Safe, intelligent Docker container management — fleet status, lifecycle operations, cleanup, compose stacks, troubleshooting, and security hardening. Classif...
---
name: docker-pilot
version: 1.0.0
description: "Safe, intelligent Docker container management — fleet status, lifecycle operations, cleanup, compose stacks, troubleshooting, and security hardening. Classifies every command by risk level (READ / RISKY / DESTRUCTIVE) with mandatory confirmation gates. Use when managing Docker containers, images, volumes, networks, compose stacks, or debugging container issues."
changelog: Initial release — fleet view, safety classification, cleanup playbook, compose setup, troubleshooting runbooks, Telegram formatting
metadata: {"clawdbot":{"emoji":"🚢","requires":{"bins":["docker"]},"os":["linux","darwin","win32"]}}
---
# Docker Pilot 🚢
Safe, intelligent Docker management. Not just a command reference — an operational guide that classifies risk, protects critical services, and formats output for chat.
## When to Use
Use when the task involves Docker, Dockerfiles, containers, images, Compose, volumes, networking, debugging, or any container lifecycle operation.
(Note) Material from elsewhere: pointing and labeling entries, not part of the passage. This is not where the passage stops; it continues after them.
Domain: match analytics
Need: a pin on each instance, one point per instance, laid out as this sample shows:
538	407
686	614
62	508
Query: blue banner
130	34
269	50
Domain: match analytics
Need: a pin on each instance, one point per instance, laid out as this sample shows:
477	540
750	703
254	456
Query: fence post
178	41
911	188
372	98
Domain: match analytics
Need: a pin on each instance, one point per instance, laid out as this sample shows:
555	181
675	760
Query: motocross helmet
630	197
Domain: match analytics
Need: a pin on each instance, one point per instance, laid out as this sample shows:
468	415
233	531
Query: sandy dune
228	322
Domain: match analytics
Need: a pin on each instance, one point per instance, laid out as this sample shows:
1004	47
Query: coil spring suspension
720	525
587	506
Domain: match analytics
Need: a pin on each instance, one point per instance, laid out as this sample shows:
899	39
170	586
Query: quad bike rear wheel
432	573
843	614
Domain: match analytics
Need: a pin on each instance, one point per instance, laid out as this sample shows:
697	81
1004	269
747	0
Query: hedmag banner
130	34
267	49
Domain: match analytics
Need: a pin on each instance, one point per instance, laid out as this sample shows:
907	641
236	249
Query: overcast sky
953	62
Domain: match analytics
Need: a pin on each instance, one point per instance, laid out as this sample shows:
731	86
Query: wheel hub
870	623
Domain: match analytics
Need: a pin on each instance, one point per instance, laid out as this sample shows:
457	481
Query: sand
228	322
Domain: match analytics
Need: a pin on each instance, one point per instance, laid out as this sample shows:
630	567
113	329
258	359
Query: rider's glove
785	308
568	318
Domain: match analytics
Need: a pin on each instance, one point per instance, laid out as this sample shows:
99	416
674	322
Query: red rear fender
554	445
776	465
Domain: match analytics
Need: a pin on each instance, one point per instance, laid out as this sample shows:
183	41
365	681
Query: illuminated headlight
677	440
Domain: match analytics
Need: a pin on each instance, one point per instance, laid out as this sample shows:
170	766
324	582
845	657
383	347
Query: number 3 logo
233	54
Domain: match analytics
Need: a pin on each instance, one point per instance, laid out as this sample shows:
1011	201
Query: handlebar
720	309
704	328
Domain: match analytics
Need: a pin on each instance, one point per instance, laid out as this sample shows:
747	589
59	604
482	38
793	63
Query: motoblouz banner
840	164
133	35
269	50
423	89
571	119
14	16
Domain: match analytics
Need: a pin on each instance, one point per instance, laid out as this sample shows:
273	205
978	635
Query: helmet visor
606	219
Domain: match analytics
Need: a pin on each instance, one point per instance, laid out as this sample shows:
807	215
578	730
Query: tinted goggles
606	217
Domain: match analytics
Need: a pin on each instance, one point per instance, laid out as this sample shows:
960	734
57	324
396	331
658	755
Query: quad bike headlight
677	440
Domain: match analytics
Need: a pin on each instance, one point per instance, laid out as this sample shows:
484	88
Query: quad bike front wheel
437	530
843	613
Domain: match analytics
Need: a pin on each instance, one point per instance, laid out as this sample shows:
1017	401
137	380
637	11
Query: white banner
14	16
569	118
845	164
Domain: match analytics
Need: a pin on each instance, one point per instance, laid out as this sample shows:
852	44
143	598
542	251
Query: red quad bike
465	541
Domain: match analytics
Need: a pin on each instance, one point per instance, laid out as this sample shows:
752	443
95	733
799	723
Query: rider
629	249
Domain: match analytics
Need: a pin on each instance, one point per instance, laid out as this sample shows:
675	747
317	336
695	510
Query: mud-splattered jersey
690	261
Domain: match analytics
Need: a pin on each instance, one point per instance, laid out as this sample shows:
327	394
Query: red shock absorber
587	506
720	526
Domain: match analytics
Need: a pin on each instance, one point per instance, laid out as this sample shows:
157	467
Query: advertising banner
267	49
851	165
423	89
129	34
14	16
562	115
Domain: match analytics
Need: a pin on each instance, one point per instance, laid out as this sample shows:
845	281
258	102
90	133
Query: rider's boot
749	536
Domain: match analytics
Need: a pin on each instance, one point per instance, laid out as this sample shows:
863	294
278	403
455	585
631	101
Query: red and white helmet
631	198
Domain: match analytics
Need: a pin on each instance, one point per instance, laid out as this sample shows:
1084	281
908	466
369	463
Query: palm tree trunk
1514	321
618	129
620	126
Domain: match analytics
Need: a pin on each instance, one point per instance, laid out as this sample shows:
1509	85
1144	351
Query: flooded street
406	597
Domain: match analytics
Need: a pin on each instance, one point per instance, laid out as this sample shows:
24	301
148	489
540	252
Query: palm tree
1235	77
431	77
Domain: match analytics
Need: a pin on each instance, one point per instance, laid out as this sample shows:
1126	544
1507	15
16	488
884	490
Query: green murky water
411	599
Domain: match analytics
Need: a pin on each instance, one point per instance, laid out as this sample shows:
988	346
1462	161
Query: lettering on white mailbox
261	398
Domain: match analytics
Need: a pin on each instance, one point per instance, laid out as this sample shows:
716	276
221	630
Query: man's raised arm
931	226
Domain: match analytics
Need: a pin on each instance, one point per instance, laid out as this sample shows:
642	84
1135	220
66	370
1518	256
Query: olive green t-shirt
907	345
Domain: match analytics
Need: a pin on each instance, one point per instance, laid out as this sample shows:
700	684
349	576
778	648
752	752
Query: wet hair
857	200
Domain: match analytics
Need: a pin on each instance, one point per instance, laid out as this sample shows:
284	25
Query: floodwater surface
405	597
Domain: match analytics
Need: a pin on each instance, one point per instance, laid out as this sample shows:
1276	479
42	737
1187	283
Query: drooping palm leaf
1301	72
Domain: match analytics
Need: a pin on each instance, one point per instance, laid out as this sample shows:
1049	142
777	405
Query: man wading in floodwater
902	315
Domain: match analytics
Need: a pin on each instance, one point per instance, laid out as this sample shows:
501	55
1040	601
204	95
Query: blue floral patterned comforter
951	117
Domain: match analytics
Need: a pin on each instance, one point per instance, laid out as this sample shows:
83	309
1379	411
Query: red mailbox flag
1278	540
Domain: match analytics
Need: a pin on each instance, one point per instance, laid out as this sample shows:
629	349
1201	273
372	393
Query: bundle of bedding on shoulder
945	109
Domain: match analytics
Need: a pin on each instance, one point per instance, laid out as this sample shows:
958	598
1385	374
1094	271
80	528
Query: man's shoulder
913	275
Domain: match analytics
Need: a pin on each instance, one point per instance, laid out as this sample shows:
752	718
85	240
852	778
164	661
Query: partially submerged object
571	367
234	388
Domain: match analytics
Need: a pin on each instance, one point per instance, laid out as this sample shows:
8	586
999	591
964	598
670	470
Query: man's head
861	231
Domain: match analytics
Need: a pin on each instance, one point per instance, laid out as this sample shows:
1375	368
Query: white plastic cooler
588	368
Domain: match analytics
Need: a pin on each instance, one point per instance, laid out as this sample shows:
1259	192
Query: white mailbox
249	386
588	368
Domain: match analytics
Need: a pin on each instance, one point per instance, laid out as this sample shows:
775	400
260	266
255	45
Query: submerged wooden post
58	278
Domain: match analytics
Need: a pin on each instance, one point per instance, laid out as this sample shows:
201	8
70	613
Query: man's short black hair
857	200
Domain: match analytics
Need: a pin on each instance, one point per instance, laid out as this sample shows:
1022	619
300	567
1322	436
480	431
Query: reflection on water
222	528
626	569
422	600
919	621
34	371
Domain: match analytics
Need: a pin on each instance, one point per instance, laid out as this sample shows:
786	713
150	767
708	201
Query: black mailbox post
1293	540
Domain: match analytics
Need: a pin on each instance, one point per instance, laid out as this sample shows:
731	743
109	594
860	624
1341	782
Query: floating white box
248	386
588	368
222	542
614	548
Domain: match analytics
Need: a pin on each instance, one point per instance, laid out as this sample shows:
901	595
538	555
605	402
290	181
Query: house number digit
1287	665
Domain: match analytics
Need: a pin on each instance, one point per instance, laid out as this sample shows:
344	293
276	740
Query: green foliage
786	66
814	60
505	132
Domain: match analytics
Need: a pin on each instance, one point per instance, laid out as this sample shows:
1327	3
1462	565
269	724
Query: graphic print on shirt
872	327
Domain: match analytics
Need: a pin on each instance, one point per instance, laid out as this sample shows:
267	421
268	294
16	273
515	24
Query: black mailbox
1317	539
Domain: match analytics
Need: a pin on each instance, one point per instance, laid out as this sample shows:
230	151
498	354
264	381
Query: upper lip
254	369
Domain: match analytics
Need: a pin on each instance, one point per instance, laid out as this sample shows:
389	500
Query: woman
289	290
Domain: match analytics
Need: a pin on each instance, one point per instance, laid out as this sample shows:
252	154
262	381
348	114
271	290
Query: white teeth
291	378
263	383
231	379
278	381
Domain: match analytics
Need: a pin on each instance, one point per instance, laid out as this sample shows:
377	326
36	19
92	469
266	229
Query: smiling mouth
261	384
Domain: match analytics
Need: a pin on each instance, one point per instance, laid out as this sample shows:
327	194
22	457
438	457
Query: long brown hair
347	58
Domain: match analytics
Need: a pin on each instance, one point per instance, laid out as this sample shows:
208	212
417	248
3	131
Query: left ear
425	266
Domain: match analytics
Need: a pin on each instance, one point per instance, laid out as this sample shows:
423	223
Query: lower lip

This is the **default Docker skill** — apply it whenever Docker work appears.
## Companion Skills
This skill **extends** the existing ClawHub `docker` skill (v1.0.4 by ivangdavila). Install both for full coverage:
- `clawhub install docker` — Dockerfile patterns, image building, security hardening reference
- `clawhub install docker-pilot` — Operational management, safety rails, fleet view, troubleshooting
---
## Safety Architecture ⚠️
Every Docker command is classified by risk level. **Follow these rules without exception.**
### 🟢 READ (Safe — Can Always Run)
No side effects. Use freely.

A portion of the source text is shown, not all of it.